I have been waiting for everyone to cut production, but cannot see anything on the horizon, surely there is an agenda here or why would they keep losing money?


----------



## merlinnn (17 January 2015)

http://www.businessweek.com/magazine/content/10_31/b4189050970461.htm#p1

How relevant is this today? I notice OOO doesn't have an exact correlation to oil itself? Can anyone advise on this

Thanks


----------



## hhse (17 January 2015)

merlinnn said:


> http://www.businessweek.com/magazine/content/10_31/b4189050970461.htm#p1
> 
> How relevant is this today? I notice OOO doesn't have an exact correlation to oil itself? Can anyone advise on this
> 
> Thanks




It is relevant for all ETFs that use futures to track an index/commodity. USO as per their example currently has a correlation to oil of over 90%. Reason it is not perfect is partly because of the drag associated with re-balancing their portfolio. From my understanding, ETFs have a target DTE on futures contracts that they target. To achieve this they will sell front month futures & buy back month futures to achieve/maintain this (takes time & is not immediate).

Also, ETFs that use futures will always face the issue of contango and have to sell cheap front month futures and buy more expense back month ones. All I have learnt is to not buy and hold ETFs long term due to this - short to medium term should be okay. What I would like to understand is how do these ETFs stay alive if they are what they appear to me as - eroding assets? Because some ETFs face constant contango and little backwardation. i.e VXX. Do they get some sort of fee/commission from exchanges etc that outweigh this loss?


----------



## hhse (17 January 2015)

hhse said:


> ..All I have learnt is to not buy and hold ETFs long term due to this




Just to clarify, I'm referring to those ETF's that use Futures to mimic underlying, not those ETFs that hold actual underlyings.


----------



## merlinnn (18 January 2015)

So how does one find non synthetic ETF's to invest in commodities?


----------



## John Swift (19 January 2015)

Hmmmm.

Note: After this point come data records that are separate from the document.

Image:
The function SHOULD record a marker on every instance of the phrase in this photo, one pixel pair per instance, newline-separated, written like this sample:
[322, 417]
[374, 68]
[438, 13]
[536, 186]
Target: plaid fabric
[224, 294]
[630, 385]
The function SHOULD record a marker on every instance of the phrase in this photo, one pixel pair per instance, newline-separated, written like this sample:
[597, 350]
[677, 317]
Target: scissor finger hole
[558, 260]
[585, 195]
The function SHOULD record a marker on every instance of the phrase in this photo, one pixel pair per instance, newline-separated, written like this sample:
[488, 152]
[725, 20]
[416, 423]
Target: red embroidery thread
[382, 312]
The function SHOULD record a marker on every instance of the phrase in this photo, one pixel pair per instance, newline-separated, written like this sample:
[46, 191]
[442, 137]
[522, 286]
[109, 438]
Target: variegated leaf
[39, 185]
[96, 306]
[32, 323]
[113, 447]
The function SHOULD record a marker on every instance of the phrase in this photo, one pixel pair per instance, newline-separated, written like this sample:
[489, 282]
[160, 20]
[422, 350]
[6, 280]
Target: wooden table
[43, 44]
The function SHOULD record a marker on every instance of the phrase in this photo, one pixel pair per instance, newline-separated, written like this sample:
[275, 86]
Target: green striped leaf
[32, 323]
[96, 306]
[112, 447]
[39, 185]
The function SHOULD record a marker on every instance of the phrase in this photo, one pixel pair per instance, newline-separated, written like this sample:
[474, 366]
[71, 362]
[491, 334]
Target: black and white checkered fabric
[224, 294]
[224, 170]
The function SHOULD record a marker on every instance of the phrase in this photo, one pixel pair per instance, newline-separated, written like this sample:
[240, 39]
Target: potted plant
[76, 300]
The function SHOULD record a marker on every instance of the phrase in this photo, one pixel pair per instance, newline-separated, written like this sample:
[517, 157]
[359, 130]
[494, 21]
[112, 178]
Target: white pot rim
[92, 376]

Many oil producers partially or fully hedge their production for 6 to 18 months - this may be why they are slow in cutting production... and why fuel prices are taking their sweet time to get sub $1.

But this is an opportunity in that if the oil price remains low for the next, say, 12 months, then some of these oil producers will start to be in some financial strife. You may possibly want to do some research into which of the larger players have the balance sheet to gobble up some good distress sale assets.

I'm thinking... the big oil companies that seemingly missed the boat on shale oil may want another bite of the cherry if oil prices can remain low for another 6 months to a year. Then if/when oil reverts to the mean, those valuations will start coming back quickly.


----------



## christianrenel (17 February 2015)

If you are looking at gaining exposure to oil price with an ETF the following ETF maybe able to help

OOO- Betashares Crude Oil (Future Contacts)
MVR - Market Vectors Resources - (Is not index weighted therefore does not hold a large postions in BHP and RIO, but rather mixture of ressources companies).

Kind Regards 


christianrenel


----------